GORIZIA 25-C, presso lo studio dell’avvocato FALINI GIORGIO,

rappresentata e difesa dall’avvocato BRAVETTI Carlo, giusta procura

in calce al controricorso;

– controricorrente –

avverso la sentenza n. 2993/2009 del TRIBUNALE di MONZA, depositata

il 27/10/2009;

udita la relazione della causa svolta nella Camera di consiglio del

28/10/2010 dal Consigliere Relatore Dott.

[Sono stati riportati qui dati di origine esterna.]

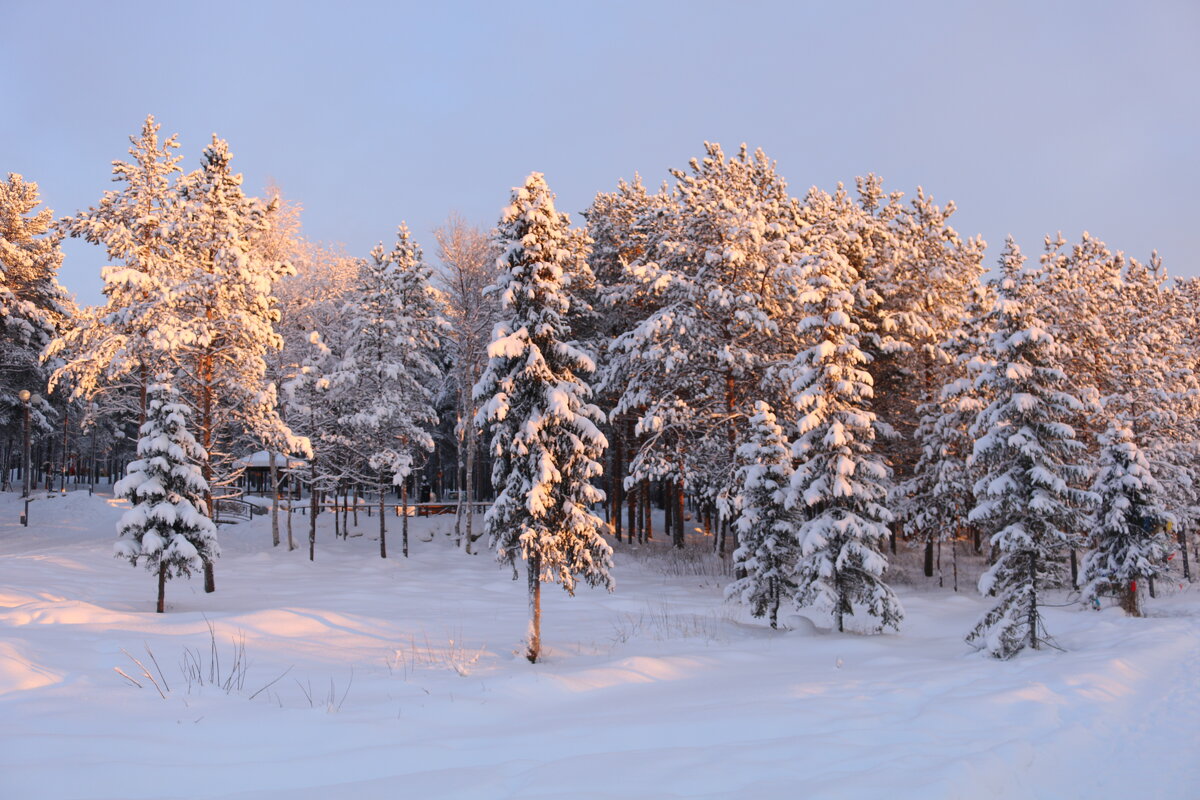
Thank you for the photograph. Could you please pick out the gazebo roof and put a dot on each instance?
(262, 459)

LUCIO MAZZIOTTI DI CELSO;

udito l’avvocato Giorgio Falini, (delega avvocato Carlo Bravetti),

difensore della controricorrente che si riporta agli scritti;

è presente il P.G. in persona del Dott. RENATO FINOCCHI GHERSI che

concorda con la relazione scritta.

Fatto

CONSIDERATO IN FATTO

che è stata depositata in cancelleria la seguente relazione regolarmente comunicata al P.G. ed alte parti costituite;

“Il relatore nominato ai sensi dell’art. 377 cod. proc. civ., osserva:

1) Con atto di citazione notificato il 4/5/2009 C.D. e S.M.B. convenivano in giudizio la s.r.l. Habitat Impresa di costruzioni edili esponendo che: con contratto di appalto avevano conferito alla convenuta l’incarico di realizzare una villa in (OMISSIS); l’impresa appaltatrice, pur avendo riconosciuto l’esistenza di vizi e difetti nell’opera realizzata, non aveva provveduto alla loro eliminazione; i detti difetti erano stati accertati in sede di a.t.p.. Gli attori chiedevano quindi la condanna della convenuta a risarcire e/o rimborsare i danni e/o i costi necessari per eliminare i vizi dell’opera.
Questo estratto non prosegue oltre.